Evaporative cooling (EC) is an interesting alternative for reducing energy consumption and CO2 emission associated with the cooling of building. In the present work, a prototype of an innovative dew-point indirect evaporative cooler (DIEC) was manufactured by additive manufacturing technology. This prototype was made up of two types of materials: (a) one porous, with high water absorption capacity, polyvinyl alcohol (PVA) with felt, and therefore, high capacity of generate EC; and (b) another with high hydrophobic properties, polylactic acid (PLA) with bronze. The materials were characterised in terms of thermal, water absorption properties and morphological properties.

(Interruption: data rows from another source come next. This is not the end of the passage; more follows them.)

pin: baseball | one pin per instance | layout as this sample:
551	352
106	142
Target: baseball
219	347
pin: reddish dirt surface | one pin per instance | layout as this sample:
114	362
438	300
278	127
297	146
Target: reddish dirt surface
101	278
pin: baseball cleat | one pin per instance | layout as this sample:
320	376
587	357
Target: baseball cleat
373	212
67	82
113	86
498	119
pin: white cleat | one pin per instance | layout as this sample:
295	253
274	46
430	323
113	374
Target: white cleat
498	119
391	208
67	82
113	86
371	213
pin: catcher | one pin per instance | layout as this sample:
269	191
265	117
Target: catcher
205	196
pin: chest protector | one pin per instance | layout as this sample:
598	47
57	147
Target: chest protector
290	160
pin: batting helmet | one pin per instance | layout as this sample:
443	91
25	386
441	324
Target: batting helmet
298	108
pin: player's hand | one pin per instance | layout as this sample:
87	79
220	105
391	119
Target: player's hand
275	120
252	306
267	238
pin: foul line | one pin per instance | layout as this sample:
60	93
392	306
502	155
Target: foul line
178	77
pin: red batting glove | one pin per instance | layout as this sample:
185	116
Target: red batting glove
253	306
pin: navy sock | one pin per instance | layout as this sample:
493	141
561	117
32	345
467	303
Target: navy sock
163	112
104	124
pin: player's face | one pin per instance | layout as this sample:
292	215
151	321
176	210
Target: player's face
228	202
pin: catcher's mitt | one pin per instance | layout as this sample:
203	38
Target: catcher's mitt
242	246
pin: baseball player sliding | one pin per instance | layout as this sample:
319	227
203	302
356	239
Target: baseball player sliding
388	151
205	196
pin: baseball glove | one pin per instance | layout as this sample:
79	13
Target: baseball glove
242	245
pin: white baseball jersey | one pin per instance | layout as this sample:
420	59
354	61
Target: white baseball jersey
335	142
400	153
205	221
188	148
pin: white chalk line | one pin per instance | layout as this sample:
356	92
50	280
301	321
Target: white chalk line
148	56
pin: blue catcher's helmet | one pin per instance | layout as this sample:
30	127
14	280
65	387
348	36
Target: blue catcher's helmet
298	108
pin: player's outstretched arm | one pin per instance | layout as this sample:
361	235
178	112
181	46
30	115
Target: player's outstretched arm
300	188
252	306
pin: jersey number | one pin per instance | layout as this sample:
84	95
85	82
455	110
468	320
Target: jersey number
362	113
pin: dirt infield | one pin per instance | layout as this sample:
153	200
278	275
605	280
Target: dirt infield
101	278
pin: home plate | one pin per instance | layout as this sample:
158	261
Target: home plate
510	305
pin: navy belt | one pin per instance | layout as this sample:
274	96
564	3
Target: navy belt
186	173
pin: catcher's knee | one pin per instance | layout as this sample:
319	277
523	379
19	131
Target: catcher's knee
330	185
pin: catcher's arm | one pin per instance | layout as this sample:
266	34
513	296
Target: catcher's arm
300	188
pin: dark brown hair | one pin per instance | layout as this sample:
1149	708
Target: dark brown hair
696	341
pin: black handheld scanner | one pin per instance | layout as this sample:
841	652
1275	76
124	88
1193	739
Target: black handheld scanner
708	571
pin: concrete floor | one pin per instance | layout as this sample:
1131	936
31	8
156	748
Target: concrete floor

Prior to manufacturing, a design of experiments was conducted in order to find the optimal manufacturing parameters. The prototype was produced through an innovative process, based on the simultaneous use of two extruders, and the manufacture of a porous layer of felt by dissolving the PVA matrix where the felt was initially embedded. Finally, the energy performance of the prototype was experimentally analysed, reaching values of dew-point effectiveness up to 0.9 and energy efficiency ratio up to 22.74 at 45 °C outside dry bulb temperature. These results show that additive manufacturing is promising for developing competitive compact and highly energy efficient DIEC systems.